In a rare occurrence, Amazon, the e-commerce giant, announced closure of its local marketplace in China. This July onwards, the company plans to shift its focus to overseas products rather than local goods. However, other affiliated businesses like Kindle, Amazon Web Services, and cross border operations will continue. As a result, customers logging in to Amazon.cn will see products from the global store only, and no third part sellers.
This comes as a huge setback to the retail market giant. The struggle to compete with established local vendors like Alibaba and JD.com is strikingly clear in this scenario. These local vendors, with a strong understanding of the Chinese market, hold a lion’s share in the e-commerce industry.
Amazon Still Holds Less than 1% Market Share
Since its entry in in the Chinese market in 2004, Amazon started by buying out a local online book vendor. The long journey saw Amazon launch Prime in China in 2016. Even with the promise of free international deliveries, the company holds no more than 1% market share.

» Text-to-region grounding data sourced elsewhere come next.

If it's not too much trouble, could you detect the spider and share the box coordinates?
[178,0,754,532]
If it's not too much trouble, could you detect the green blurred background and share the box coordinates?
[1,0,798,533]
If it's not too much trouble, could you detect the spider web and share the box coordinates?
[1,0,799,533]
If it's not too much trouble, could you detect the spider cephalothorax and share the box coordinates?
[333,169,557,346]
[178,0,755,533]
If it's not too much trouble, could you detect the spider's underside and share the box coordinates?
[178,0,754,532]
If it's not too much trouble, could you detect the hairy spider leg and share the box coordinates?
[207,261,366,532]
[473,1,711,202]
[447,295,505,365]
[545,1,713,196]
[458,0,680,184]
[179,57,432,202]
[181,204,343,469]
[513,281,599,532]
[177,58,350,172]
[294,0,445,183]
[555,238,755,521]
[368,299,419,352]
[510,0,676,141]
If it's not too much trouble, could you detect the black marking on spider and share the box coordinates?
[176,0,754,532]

Local vendors, in a bid to compete with Amazon, too ramped up their offering, accelerating their own growth. Chinese local players are also venturing into Indian markets, allying with Big Basket and Paytm. If Amazon’s decision to bow out of China was in order to focus on India, a similar situation prevails.
Meanwhile, Amazon promises to remain committed to China. They report that the company is simply shifting its strategy to boost cross-border sales. A strong response from the Chinese customers is a stimulus for this change.